Moscow now sees obvious parallels between the events of 1999 in Yugoslavia and the current situation on the Russian-Ukrainian border, Primakov said.
"The attitude of the Serbs to the events of 1999 is now officially such that they can't forgive it, or rather, they can't forget it, but they can forgive it... The situation in Serbia in 1999 resonated painfully in our Russian hearts, but when we see what is happening now to our people in this very Donetsk, Belgorod, Lugansk, Zaporozhye, Kherson, Crimea, [we realize that] we can neither forget nor forgive," the agency's CEO concluded.
NATO bombing
NATO launched a military operation against the Federal Republic of Yugoslavia on March 24, 1999. The bloc’s leadership claimed that the main goal of Operation Allied Force was to prevent genocide against the Albanian population of Kosovo. According to NATO’s data, aircraft from the alliance’s member states carried out 38,000 sorties during the 78-day operation.
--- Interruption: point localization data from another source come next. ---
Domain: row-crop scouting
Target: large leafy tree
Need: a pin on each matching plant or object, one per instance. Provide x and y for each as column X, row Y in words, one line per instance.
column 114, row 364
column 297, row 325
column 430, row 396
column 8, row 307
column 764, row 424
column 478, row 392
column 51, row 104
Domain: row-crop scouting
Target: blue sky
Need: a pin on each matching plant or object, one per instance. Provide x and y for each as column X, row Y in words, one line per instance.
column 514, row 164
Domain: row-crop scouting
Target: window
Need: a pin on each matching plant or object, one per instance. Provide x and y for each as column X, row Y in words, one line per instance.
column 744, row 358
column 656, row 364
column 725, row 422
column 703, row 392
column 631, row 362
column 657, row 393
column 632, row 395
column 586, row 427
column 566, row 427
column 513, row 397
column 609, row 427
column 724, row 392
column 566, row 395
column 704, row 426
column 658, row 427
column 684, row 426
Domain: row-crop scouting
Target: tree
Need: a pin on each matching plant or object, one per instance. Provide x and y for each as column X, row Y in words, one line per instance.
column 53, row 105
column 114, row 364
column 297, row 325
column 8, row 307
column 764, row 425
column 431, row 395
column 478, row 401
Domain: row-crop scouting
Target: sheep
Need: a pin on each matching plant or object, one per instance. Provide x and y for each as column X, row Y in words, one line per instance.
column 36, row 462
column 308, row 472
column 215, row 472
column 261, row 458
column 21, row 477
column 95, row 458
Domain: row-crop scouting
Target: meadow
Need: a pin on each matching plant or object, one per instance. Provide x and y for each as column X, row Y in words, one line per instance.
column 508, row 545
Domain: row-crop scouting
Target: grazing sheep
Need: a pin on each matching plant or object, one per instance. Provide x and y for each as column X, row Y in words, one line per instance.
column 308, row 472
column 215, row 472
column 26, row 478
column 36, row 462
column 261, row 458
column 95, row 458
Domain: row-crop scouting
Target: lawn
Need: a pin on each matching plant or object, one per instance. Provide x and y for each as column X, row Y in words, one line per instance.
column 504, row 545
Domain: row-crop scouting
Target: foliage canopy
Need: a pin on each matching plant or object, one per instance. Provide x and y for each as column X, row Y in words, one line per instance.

Military experts say, citing research, that 3,000 cruise missiles were fired and about 80,000 tons of bombs were dropped, including cluster and depleted uranium munitions. According to Serbian data, the bombardments killed 3,500 to 4,000 people and injured some 12,500, two thirds of them civilians. Serbian experts point out that 15 tons of depleted uranium was dropped on Serbia in the three months of bombing. After that, the country ranked first in Europe in cancer cases. About 30,000 new cancer cases were registered in the first ten years after the bombardments, and 10,000 to 18,000 patients died. Economic damage amounted to $100 billion.